Record: [ALSA: compress] [Refuse] [Prevent timestamp update on
unconfigured streams]

**Step 1.2: Tags**
- `Signed-off-by: Mark Brown <broonie@kernel.org>` - Author is the ASoC
  subsystem maintainer
- `Acked-by: Vinod Koul <vkoul@kernel.org>` - Vinod Koul is the original
  compress_offload author
- `Signed-off-by: Takashi Iwai <tiwai@suse.de>` - Takashi Iwai is the
  ALSA top-level maintainer
- `Link:` to patch.msgid.link (the submission)

Record: Authored by ASoC subsystem maintainer, Acked by compress_offload
author, merged by ALSA maintainer. Strong review pedigree.

**Step 1.3: Commit Body**
The commit describes: userspace-accessible timestamp and buffer
availability ioctls can trigger a timestamp update on a stream before it
has been configured. Drivers might rely on stream configuration for
reporting `pcm_io_frames`, including "potentially doing a division by
the number of channels." Since these operations are not meaningful for
unconfigured streams, reject attempts to read timestamps before
configuration.

Record: Bug = calling driver `->pointer()` callback before `set_params`
has been called. Symptom = potential divide-by-zero in drivers (number
of channels = 0 before configuration). Root cause = missing state
validation in `snd_compr_update_tstamp()`.

**Step 1.4: Hidden Bug Fix?**
This is explicitly a defensive fix preventing a divide-by-zero crash.
The "Refuse" language hides what is actually a crash prevention fix.

Record: YES, this is a hidden bug fix. The commit message explicitly
says "doing a division by the number of channels" which is the crash
mechanism.

## PHASE 2: DIFF ANALYSIS

**Step 2.1: Inventory**
- Single file: `sound/core/compress_offload.c`
- Lines added: ~7 (switch statement checking SNDRV_PCM_STATE_OPEN)
- Lines removed: 0
- Function modified: `snd_compr_update_tstamp()`
- Classification: Single-file surgical fix

**Step 2.2: Code Flow Change**
Before: `snd_compr_update_tstamp()` immediately calls
`stream->ops->pointer()` with no state validation.
After: A switch statement checks if `stream->runtime->state ==
SNDRV_PCM_STATE_OPEN` (pre-configuration state) and returns `-EBADFD` if
so, preventing the `->pointer()` call.

**Step 2.3: Bug Mechanism**
Category: Divide-by-zero / uninitialized state access. When a compress
offload stream is just opened (state = OPEN), driver parameters
(channels, sample_container_bytes) are zero.
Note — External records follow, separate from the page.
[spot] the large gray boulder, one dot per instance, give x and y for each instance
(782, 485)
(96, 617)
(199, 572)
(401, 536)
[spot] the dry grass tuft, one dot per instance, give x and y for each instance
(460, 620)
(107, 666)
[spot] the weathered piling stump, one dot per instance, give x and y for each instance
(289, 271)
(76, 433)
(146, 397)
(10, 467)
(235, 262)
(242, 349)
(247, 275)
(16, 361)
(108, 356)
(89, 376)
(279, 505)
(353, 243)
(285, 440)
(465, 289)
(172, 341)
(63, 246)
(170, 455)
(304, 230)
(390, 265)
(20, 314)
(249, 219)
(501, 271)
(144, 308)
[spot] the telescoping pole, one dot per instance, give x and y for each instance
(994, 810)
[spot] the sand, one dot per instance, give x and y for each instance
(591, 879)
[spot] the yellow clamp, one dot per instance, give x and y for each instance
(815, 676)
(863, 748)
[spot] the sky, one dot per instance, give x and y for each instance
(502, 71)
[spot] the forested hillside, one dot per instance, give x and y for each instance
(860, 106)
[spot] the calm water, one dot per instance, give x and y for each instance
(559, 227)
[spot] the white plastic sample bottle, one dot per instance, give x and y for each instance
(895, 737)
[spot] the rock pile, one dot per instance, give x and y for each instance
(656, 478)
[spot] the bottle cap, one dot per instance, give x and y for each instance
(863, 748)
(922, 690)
Calling `->pointer()` in
this state causes drivers like SOF's `sof_compr_pointer()` to execute
`div_u64(..., sstream->channels * sstream->sample_container_bytes)`
which divides by zero.

**Step 2.4: Fix Quality**
- Obviously correct: The state check pattern is used extensively
  throughout this same file (lines 276, 391, 446, 652, 846, 946, 998)
- Minimal: 7 lines added
- No regression risk: Returning -EBADFD for OPEN state is the standard
  pattern used by all other ioctls
- The caller `snd_compr_calc_avail` already has comment "Still need to
  return avail even if tstamp can't be filled in" showing it handles the
  error

## PHASE 3: GIT HISTORY

**Step 3.1: Blame**
- `snd_compr_update_tstamp()` was introduced by commit b21c60a4edd22e
  (2011, v3.3-era) by Vinod Koul as part of the original
  compress_offload support
- The bug has existed since the very beginning (~2011)

**Step 3.2: Fixes tag**
- No Fixes: tag present (expected for autosel candidates)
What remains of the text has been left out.